My recent column on the Indian consulate in San Francisco dumping thousands of visa applications and other sensitive documents in a local recycling yard raised a variety of troubling questions—not least, haven’t these guys ever heard of identity theft?
But a potentially graver danger, as numerous readers pointed out, lay in the easygoing response to the incident offered by consul general B.S. Prakash, and in his observation that Indians simply don’t worry as much about personal data getting out as Westerners do.
“In India, I would not be alarmed,” Prakash said last week. “We have grown up giving such information in many places. We would not be so worried if someone had our passport number.” This sentiment didn’t sit well with readers like Novato, California, resident Anne Rabbitt. “With the number of US companies sending their back-office processing to India, you would have to wonder how secure our personal information truly is,” she said.

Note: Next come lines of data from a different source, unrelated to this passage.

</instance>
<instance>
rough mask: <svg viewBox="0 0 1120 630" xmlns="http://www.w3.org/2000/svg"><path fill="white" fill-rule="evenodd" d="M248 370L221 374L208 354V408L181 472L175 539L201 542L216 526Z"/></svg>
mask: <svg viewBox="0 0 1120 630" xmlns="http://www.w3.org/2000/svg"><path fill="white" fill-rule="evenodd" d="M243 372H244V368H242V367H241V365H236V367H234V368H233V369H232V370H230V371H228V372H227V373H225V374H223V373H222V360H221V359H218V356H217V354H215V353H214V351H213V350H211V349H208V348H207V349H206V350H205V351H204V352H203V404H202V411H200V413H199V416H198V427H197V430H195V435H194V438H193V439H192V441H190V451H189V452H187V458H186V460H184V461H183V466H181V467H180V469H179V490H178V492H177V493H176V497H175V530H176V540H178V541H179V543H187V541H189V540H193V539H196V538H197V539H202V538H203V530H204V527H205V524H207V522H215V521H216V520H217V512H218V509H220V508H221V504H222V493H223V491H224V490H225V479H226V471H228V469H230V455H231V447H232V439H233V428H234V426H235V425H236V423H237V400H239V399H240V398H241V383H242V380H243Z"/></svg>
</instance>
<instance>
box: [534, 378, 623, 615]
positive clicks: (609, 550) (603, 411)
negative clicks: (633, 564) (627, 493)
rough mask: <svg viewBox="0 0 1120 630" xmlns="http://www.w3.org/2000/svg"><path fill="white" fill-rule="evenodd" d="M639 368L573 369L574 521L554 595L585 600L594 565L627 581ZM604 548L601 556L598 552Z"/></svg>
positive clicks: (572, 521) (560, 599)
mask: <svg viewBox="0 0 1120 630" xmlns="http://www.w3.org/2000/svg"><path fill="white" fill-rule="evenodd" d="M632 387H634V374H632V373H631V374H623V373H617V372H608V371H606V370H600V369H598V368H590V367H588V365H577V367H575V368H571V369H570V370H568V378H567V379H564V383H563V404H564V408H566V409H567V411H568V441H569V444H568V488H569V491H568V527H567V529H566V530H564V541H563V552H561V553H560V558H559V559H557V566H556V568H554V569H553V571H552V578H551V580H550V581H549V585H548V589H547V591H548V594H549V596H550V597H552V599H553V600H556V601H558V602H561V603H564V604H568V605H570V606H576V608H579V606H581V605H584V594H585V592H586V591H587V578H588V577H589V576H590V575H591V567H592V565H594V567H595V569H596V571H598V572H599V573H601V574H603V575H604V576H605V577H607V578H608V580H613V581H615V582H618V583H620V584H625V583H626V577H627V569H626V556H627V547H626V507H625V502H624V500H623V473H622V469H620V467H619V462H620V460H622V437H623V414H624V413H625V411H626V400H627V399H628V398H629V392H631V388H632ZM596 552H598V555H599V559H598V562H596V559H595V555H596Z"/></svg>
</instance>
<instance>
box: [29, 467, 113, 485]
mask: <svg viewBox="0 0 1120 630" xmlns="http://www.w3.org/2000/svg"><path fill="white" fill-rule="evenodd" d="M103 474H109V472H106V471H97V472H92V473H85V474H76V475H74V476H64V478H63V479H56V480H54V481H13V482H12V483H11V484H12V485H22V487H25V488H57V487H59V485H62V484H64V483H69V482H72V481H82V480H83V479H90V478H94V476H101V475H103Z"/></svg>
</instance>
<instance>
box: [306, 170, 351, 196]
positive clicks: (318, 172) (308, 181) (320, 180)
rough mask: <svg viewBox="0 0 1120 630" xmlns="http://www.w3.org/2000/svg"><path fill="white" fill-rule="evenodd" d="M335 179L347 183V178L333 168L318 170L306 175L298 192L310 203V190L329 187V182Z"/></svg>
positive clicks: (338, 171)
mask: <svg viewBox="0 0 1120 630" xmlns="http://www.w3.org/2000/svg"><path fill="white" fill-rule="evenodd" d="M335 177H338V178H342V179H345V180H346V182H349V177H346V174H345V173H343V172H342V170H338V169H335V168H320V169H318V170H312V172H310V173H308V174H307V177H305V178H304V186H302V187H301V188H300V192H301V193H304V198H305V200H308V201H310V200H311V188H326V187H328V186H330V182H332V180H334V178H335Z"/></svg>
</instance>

Rabbitt’s point... is that no matter what security policies are implemented by American companies that outsource operations abroad, those policies are only as reliable as the overseas workers who are responsible for following them.
Ashok Bardhan, a senior research associate at UC Berkeley’s Haas School of Business who specializes in outsourcing, said privacy standards in India are “pretty close” to those in the West. “But I wouldn’t say they are the same,” he said.
“There are, of course, cultural differences,” Bardhan said. “India is a country with one billion people living cheek by jowl. The notion of Western privacy doesn’t apply.”
Perhaps that played a role in the Indian consulate hiring a hauling company in December to take dozens of white boxes —some clearly marked ”visa applications” — to the Haight Ashbury Neighborhood Council recycling centre near Golden Gate Park.
The boxes sat in an open-air, publicly-accessible yard for more than a month until my inquiries prompted the facility’s general manager to bring in a truck and have the paperwork carted to an East Bay plant that will boil down the documents and recycle them as blank pages.
Information on the documents includes people’s names, addresses, phone numbers, birth dates, professions, employers, passport numbers and photos—a potential bonanza for identity thieves or terrorists, security experts say.
Among those affected by the incident are Byron Pollitt, chief financial officer of San Francisco’s Gap Inc., and Anne Gust, wife of California attorney general Jerry Brown. Visa applications submitted by both in 2004 were found at the recycling centre.
“As a past victim of identity theft, I am painfully aware of how important it is to ensure personal information is well protected,” Pollitt said afterward.
Prakash at the consulate viewed things a little differently. “As we see it, the documents are not confidential,” he told me. “We would see something as confidential if it has a social security number or a credit card number, not a passport number.”
...And that should alarm many in this country whose personal info already resides in Bangalore, Mumbai and elsewhere.